Entre le XIIIe et XVe siècles, la région connut une intense activité de construction de canaux d’irrigation, appelés rus, destinés à remédier aux problèmes de sécheresse et à soutenir le développement des pâturages de montagne.
Le rû Prévôt fut vraisemblablement construit vers 1288–1300 à l’initiative d'Henri de Quart, prévôt de la cathédrale d'Aoste. Des documents de 1306 et 1307 attestent que le canal était déjà en fonctionnement à cette époque. Dans son testament de 1317, Henri de Quart légua à ses neveux les droits et revenus issus du canal qu’il avait fait édifier sur le territoire de Quart.
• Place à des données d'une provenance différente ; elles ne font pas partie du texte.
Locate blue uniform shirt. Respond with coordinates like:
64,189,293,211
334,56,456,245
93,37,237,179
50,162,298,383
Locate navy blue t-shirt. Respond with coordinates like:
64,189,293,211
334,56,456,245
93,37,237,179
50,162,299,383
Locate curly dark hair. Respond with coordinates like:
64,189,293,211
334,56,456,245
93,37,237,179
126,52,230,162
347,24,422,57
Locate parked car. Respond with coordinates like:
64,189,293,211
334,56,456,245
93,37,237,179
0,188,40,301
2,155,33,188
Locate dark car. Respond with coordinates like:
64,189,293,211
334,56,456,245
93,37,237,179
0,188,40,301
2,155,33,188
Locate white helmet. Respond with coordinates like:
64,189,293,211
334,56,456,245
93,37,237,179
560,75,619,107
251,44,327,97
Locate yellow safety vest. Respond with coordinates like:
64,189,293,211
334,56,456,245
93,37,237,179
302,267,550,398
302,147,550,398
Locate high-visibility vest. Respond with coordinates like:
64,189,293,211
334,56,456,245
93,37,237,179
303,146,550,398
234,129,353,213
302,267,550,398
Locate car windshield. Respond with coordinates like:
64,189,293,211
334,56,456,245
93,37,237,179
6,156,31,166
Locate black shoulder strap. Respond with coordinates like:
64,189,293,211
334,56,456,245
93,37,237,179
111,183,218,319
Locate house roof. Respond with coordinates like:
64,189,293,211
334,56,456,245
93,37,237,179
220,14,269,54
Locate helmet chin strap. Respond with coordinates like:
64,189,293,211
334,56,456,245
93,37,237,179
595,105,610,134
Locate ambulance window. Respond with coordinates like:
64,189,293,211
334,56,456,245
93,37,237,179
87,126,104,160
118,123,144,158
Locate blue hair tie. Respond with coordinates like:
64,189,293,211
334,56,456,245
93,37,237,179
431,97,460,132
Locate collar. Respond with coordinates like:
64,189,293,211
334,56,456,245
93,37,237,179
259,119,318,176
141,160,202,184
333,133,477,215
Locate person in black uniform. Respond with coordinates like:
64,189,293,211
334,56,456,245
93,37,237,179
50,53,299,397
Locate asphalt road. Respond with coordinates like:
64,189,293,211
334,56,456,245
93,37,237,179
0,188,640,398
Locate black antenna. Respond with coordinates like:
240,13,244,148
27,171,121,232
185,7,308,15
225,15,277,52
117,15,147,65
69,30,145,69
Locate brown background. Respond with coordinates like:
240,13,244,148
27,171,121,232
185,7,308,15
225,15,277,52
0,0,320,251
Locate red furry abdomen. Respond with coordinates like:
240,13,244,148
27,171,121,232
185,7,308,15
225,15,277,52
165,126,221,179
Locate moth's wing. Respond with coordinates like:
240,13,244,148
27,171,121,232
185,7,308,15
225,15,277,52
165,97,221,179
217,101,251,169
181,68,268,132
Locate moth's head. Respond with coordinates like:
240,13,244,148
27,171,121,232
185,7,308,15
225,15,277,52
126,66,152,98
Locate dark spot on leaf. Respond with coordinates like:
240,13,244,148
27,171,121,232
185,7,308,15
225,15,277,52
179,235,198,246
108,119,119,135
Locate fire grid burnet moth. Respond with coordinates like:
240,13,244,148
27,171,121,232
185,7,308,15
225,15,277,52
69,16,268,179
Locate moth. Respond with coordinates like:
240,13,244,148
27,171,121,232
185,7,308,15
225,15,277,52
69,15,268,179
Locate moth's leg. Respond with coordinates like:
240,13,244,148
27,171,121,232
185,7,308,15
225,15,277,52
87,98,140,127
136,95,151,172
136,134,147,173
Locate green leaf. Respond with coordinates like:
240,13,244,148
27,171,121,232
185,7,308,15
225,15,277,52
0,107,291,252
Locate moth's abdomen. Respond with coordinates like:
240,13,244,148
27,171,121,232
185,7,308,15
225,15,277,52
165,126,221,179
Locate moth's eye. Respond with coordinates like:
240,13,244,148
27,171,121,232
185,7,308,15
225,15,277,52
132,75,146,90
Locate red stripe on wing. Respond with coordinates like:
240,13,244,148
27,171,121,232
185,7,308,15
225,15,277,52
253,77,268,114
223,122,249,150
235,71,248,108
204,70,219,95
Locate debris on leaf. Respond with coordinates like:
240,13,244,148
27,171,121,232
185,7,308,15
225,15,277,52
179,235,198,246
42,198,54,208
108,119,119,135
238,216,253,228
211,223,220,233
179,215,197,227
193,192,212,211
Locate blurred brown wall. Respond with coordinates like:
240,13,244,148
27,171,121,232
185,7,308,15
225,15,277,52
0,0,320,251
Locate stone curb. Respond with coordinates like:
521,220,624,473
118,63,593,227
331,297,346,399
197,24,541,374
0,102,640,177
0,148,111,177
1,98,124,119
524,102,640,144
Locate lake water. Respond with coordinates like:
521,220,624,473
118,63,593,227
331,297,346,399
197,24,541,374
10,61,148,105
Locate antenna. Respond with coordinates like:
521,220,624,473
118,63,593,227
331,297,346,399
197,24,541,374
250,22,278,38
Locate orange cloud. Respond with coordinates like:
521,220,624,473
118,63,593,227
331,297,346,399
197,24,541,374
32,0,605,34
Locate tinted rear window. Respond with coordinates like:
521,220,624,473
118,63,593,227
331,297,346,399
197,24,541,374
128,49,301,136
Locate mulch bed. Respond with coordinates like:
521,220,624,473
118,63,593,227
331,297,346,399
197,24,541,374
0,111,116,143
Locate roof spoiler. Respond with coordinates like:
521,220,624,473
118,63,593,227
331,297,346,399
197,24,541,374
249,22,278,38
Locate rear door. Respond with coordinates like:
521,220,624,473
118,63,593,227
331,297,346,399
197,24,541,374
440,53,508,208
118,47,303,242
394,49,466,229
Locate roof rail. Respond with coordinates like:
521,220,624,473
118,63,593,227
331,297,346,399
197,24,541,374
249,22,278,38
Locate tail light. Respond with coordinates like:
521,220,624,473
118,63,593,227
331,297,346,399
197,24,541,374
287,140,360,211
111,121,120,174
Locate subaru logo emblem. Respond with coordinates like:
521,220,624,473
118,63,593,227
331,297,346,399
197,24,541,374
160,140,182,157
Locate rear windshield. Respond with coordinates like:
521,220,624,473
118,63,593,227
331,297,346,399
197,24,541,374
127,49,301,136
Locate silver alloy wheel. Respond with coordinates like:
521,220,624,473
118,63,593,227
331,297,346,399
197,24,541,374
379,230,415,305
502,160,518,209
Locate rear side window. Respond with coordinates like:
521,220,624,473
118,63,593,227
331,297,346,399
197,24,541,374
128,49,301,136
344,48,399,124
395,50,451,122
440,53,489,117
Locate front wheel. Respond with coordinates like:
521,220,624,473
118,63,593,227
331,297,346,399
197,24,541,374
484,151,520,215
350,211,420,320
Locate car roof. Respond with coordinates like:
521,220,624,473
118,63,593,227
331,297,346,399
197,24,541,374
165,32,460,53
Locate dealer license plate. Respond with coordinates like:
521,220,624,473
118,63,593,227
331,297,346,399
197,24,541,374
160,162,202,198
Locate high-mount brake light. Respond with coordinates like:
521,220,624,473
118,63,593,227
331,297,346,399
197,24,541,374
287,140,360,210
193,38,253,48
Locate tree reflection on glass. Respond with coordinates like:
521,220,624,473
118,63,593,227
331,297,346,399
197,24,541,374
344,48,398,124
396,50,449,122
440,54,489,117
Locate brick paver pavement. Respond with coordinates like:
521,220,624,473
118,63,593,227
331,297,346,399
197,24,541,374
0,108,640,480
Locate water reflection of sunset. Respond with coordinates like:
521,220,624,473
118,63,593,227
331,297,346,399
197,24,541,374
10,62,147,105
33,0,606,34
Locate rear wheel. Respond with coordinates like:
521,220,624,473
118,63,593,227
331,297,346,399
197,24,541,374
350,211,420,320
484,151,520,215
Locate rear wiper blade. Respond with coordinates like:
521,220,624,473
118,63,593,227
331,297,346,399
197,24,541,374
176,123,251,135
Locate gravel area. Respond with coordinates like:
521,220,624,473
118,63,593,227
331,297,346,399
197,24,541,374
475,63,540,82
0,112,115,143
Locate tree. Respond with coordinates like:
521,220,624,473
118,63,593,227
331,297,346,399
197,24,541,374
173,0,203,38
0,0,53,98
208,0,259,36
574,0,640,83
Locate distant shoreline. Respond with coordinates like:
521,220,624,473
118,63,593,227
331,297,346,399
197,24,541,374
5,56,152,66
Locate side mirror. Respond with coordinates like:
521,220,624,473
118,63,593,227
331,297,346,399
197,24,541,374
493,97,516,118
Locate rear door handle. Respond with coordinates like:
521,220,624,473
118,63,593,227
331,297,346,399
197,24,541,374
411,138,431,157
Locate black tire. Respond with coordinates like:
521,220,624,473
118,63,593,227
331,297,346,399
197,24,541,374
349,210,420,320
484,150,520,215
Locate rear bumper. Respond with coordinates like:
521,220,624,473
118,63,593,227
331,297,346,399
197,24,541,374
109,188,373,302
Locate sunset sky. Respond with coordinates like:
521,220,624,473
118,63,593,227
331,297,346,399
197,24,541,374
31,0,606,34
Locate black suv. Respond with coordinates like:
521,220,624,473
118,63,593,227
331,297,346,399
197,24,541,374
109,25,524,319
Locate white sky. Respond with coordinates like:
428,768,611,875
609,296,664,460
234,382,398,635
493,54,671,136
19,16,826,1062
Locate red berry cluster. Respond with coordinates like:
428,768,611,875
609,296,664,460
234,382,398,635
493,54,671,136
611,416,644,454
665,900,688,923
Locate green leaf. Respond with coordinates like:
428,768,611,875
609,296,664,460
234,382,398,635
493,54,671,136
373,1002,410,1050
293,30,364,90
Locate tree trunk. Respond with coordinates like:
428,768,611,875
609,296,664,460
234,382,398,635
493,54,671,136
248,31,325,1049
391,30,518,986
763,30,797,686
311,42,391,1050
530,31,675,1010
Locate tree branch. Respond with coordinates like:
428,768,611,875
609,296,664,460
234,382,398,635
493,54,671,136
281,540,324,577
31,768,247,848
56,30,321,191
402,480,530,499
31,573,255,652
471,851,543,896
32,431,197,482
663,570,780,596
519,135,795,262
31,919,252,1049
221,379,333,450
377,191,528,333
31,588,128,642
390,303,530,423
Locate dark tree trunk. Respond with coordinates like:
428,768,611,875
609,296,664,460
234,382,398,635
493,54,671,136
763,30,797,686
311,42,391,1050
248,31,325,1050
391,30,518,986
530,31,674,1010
Au fil des siècles, l’entretien du pont-canal fut confié au prévôt, puis à des gestionnaires locaux. Au XVIe siècle, l’ouvrage connut une période de dégradation. En 1701, un nouveau règlement fut instauré afin d’assurer une gestion plus rigoureuse du rû Prévôt, avec la désignation de gardiens des eaux chargés de la surveillance et de l’entretien.
Au cours des dernières décennies, l’urbanisation progressive des zones agricoles a entraîné la mise en conduite souterraine de la quasi-totalité du canal (près de 11,9 km sur 12 km). Le pont-aqueduc du Grand-Arvou demeure aujourd’hui le principal témoignage visible de cette grande œuvre hydraulique médiévale, toujours en fonction.